Filme: Como se fosse a primeira vez
Dirigito por Peter Segal
Sobre o Filme: Andie Anderson (Kate Hudson) é a jornalista responsável pela coluna “How to” (como fazer) de uma revista feminina de grande circulação.

Para livrar uma amiga de uma situação embaraçosa, Andie acaba vendo-se obrigada a fazer a seguinte matéria: como perder um homem em dez dias.

Basicamente ela deveria relacionar os erros mais comuns que as mulheres costumam cometer nos relacionamentos amorosos.

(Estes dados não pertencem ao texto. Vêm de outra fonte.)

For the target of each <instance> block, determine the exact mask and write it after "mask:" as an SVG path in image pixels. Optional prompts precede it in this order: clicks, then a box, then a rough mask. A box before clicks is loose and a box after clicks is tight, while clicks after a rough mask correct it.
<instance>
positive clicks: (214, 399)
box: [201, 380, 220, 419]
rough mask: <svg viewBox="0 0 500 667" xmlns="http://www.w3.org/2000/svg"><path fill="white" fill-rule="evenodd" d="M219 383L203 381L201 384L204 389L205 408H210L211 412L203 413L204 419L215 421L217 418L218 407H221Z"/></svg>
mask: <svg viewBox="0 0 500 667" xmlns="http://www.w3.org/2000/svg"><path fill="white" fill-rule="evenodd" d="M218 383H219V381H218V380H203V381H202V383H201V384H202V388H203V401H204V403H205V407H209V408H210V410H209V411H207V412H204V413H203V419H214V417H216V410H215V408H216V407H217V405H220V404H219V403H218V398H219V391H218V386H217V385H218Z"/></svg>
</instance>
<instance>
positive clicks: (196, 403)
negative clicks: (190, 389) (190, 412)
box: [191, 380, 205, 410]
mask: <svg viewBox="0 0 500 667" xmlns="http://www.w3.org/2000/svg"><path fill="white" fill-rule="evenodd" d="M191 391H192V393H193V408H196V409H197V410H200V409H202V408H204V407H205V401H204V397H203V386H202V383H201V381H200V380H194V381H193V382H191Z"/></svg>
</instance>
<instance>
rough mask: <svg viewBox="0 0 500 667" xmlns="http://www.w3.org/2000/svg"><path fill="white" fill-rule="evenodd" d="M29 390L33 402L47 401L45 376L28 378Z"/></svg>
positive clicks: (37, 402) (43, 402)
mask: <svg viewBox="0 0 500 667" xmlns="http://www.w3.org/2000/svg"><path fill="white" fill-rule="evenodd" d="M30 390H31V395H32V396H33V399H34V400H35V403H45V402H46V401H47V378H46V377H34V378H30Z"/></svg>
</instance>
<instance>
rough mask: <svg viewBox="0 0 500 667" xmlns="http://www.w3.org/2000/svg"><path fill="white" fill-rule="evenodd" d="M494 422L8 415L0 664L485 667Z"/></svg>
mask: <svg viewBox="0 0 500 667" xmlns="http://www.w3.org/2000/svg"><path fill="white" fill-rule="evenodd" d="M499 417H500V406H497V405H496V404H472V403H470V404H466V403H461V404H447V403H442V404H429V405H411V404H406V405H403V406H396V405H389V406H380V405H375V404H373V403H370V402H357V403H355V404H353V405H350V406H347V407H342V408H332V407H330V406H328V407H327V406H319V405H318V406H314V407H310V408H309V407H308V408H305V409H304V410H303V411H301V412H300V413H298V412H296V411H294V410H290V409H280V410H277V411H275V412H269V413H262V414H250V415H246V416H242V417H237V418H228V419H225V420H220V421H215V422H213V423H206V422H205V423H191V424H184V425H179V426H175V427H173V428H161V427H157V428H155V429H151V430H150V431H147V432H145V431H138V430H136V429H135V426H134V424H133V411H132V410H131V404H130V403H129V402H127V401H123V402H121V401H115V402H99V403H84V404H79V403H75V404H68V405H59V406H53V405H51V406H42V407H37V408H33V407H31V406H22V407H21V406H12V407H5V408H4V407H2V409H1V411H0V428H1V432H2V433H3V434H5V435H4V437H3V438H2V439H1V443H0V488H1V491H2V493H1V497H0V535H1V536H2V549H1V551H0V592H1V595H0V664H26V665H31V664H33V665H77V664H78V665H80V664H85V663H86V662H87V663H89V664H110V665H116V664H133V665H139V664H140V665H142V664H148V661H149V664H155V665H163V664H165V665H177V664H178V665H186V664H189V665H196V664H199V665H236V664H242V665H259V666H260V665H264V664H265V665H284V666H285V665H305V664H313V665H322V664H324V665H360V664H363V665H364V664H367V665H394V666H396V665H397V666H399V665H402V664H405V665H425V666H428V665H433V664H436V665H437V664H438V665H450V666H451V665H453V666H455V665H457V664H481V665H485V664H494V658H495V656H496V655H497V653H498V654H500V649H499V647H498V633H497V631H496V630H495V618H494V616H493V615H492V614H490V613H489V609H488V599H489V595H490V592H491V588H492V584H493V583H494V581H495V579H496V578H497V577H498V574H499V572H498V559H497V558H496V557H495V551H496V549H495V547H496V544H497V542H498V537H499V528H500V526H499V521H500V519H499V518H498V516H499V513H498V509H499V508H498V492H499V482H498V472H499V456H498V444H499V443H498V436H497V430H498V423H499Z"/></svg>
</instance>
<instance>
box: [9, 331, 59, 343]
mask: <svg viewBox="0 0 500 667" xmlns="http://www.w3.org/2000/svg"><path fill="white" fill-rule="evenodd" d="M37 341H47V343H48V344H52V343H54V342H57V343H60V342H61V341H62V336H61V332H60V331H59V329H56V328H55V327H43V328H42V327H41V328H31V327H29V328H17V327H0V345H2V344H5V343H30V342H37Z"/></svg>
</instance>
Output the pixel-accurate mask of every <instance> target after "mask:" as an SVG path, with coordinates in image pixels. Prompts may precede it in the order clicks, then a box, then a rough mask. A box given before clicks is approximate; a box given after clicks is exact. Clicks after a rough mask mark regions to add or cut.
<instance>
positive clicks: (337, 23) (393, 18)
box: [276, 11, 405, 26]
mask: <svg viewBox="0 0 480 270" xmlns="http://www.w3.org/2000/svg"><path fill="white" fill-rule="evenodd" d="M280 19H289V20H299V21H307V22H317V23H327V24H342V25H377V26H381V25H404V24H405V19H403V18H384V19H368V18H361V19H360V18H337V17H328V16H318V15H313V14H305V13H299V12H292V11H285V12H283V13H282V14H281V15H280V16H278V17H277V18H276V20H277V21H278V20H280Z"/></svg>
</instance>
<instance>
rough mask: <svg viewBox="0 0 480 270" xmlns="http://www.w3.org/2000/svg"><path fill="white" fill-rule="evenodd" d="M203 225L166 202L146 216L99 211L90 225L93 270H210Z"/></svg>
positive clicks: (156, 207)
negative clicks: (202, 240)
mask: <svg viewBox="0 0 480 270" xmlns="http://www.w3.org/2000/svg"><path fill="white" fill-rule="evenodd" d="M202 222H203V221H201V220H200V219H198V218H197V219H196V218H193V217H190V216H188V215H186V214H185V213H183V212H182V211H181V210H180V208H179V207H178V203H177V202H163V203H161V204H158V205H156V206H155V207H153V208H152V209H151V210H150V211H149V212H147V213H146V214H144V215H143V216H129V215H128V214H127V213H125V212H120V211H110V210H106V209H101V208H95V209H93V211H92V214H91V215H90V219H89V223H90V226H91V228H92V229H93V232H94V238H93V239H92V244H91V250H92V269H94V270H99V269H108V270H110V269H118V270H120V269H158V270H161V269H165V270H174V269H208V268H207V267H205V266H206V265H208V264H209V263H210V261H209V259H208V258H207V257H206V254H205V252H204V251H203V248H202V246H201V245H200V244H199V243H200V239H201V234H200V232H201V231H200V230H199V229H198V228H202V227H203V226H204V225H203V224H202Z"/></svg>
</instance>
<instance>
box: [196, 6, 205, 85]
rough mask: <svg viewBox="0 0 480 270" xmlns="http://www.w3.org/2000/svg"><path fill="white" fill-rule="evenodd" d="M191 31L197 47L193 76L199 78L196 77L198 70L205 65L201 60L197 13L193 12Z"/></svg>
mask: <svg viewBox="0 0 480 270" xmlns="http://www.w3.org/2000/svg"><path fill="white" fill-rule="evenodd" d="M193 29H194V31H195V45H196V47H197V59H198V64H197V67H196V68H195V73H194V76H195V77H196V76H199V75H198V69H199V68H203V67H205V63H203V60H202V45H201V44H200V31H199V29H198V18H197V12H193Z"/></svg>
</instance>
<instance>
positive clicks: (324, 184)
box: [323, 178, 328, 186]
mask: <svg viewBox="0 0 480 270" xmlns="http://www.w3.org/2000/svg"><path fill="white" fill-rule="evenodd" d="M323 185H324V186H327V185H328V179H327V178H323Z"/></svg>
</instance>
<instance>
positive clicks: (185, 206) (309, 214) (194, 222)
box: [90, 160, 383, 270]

Porém, para ficar mais verossímil sua matéria, ela decide envolver-se com alguém e ser o mais “pegajosa” possível para ver quanto tempo a “vítima” suportaria antes de cair fora.

A cobaia da cruel experiência acaba sendo o publicitário Benjamim Barry (Matthew McConaughey), o qual de inocente não tem nada.

Pelo contrário, para conseguir administrar a conta de um cliente muito importante na agência em que trabalha ele deve ganhar uma aposta que fez com seu próprio chefe.

Ele precisa arranjar uma namorada e fazer que ela se apaixone por ele em dez dias, no máximo.

Não é difícil imaginar o que passa a acontecer: ela faz mil diabruras para levar um fora, enquanto ele suporta tudo com a abnegação de um santo, no afã de conquistar o coração da linda megera.

Há situações realmente hilárias.

O estereótipo da mulher “grudenta” e mimada é exemplificado com grande habilidade pela jovem atriz Kate Hudson.

A performance de McConaughey também é muito boa.

Destaque especial para a cena em que ele se dá conta que a invasão de sua privacidade alcançou até mesmo o armarinho de seu banheiro e para a seqüência em que eles (Benjamim e Andie) são atendido por uma “terapeuta de casais”.

É uma comédia romântica típica e previsível, mas nem por isso deixa de ser agradável. É pura diversão.

Vale a pena salientar, por fim, que em Hollywood tudo é possível, até mesmo brincar com os sentimentos dos outros - e com os próprios - e ter um final feliz garantido.

Na vida real, porém, as lesões afetivas são fontes de grande sofrimento desde sempre, e especialmente nos dias de hoje, em que os relacionamentos afetivos têm sido comumente tratados de forma banal e descuidada.
Envolver-se com alguém sem afeto e sem real interesse - que não se deve confundir com mera atração física – é um tipo de conduta que não mais se justifica para aqueles que conhecem os ensinos de Jesus a respeito de como devemos tratar os outros (da forma como gostaríamos de ser tratados, não é ?).

Veja o filme e ria bastante, mas não esqueça de refletir a respeito da responsabilidade que advém dos afetos que conquistamos, como bem nos orienta Saint-Exupèry, no livro O Pequeno Príncipe.